Peur d'arrêter la fumette
Autre audience. B. ne trempe pas dans l'héroïne. Sa dope à lui c'est le cannabis. Fumeur depuis l'âge de 12 ans, le jeune homme en a 23 aujourd'hui. Il y a deux jours, B. est interpellé " en pleine transaction " sur le quai Claude Bernard. Pris en flagrant délit, les policiers procèdent à une perquisition à son domicile. " C'est chez ma sœur monsieur le président " précise le jeune homme, qui ne cesse de gesticuler dans le box. " Ce qui m'intéresse c'est d'où viennent ces 121 grammes " rétorque le juge. " Ma consommation personnel le " répond B. avant d'ajouter " j'achète en gros parce que je travaille et que je préfère me l'acheter une fois pour de bon que toutes les semaines ".

Grand et athlétique, B. est vêtu d'un survêtement noir.
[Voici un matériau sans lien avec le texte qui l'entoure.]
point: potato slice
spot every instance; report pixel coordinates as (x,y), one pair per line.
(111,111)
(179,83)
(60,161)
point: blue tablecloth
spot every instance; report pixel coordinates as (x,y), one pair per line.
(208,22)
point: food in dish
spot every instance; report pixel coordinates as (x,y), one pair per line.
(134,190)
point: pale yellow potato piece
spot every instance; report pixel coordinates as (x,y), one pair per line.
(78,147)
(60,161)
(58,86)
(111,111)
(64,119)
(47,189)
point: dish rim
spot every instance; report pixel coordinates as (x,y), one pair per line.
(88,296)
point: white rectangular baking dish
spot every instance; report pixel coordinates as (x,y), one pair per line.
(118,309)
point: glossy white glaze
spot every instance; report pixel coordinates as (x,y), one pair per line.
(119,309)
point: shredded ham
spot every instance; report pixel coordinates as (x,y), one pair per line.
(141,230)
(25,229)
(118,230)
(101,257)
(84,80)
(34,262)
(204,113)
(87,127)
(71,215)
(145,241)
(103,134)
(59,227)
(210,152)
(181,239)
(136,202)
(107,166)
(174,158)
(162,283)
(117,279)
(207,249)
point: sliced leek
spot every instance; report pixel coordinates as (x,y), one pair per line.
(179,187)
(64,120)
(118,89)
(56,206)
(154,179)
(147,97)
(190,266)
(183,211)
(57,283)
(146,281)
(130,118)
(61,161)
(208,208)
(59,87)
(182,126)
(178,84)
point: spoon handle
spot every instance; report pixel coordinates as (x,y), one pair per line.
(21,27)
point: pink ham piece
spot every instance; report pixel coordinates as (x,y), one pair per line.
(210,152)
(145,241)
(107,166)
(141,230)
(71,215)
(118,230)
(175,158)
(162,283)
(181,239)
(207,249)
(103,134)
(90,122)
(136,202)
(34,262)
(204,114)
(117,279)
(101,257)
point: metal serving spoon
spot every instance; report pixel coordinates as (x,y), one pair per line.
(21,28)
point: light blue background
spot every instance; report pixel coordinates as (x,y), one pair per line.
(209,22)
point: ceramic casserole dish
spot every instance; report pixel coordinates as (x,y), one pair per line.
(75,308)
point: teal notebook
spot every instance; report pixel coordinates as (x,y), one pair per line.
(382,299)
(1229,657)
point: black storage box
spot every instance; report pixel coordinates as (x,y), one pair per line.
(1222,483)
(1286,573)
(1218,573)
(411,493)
Devant le président du tribunal, le garçon tente de s'expliquer. " J'ai commencé à fumer lorsque j'ai été placé en foyer. Là-bas, on y apprend à faire des conneries et aujourd'hui j'ai peur de ma réaction si j'arrête le shit ". " Arrêtez avec les foyers, on peut aussi y apprendre des principes moraux " tonne le juge.

Le problème avec B., c'est qu'il n'en est pas à sa première comparution. Condamné à quatre reprises pour des faits similaires, le jeune homme essaie de se défendre du mieux qu'il peut. " J'ai pris 15 mois de prison ferme à l'âge de 18 ans, je vous assure que ça ne m'a pas fait du bien "." Au moins ça vous a coupé du cannabis " conclut le juge.

" Au vu de son passé judiciaire ", la procureure requiert quatre mois de prison avec sursis ainsi qu'une prise de soin obligatoire. Peine retenue après délibéré.